Opinião

Coluna Direito da Família: Filhos: afeto e cuidado

 

Dra. Giovanna Back Franco

Professora universitária, advogada e mestre em Ciências Jurídicas

 

Instituição é uma estrutura social que rege as estruturas do Estado. Dentre as instituições importantes no Estado democrático de Direito estão os poderes que se complementam e se autocontrolam, dado pela teoria de Montesquieu, as escolas e a família. A ruptura de quaisquer destas, dada pela intromissão de um poder sobre o outro ou a modificação do formato em que se apresenta, abala o fundamento da sociedade, como uma rachadura na viga mestra da construção.

As instituições são salutares para formatar a estrutura e os costumes do Estado, cujo poder não deve ser potestativo, mas sim um poder-dever, dando ensejo a obrigações com relação aos demais. Dessa forma, o Estado, quando democrático, tem obrigações para com seus cidadãos, verdadeiros detentores da soberania, a escola tem obrigações para com seus educandos, de formação pedagógica e moral, e a família, tem inúmeras obrigações para com seus membros, desde alimentar até o dever de cuidado.

Os pais são responsáveis pelos filhos menores, a partir do que se chama de poder familiar, o que leva a um complexo de deveres, como educação, criação, guarda, vigilância, saúde, alimentação, dentre outros, tendo em vista a vulnerabilidade dos menores em se autoproverem.

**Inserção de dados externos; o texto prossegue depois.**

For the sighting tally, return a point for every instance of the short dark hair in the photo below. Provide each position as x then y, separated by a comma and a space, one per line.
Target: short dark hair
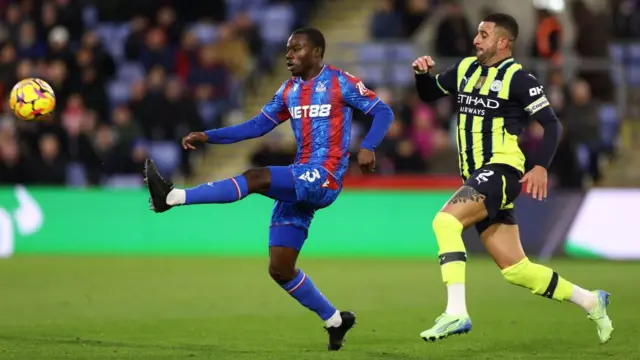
506, 22
315, 37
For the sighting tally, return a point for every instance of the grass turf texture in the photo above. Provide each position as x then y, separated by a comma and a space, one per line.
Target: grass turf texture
151, 308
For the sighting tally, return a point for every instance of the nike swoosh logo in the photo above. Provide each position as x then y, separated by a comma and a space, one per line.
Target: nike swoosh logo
444, 327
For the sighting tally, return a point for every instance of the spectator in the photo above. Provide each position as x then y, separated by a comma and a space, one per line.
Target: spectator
454, 35
385, 23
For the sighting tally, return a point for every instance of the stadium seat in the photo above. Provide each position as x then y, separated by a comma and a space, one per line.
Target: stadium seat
76, 175
90, 17
372, 53
617, 53
206, 33
276, 22
119, 92
130, 71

Em certo momento da história, a visão sobre os menores era diferente, os “mini-adultos” eram indivíduos para correição dos modos e costumes, a fim de que se moldassem às necessidades familiares e sociais. Por uma crença de que o “mau comportamento” fosse fruto de possessões demoníacas ou falta de iniciação religiosa, às crianças eram infligidos castigos, autorizados pelo Estados, na medida que era direito potestativo dos pais, assim como as penas corporais, de preferência em praça pública, para os “delinquentes” estavam na alçada do poder potestativo do Estado sobre os infratores.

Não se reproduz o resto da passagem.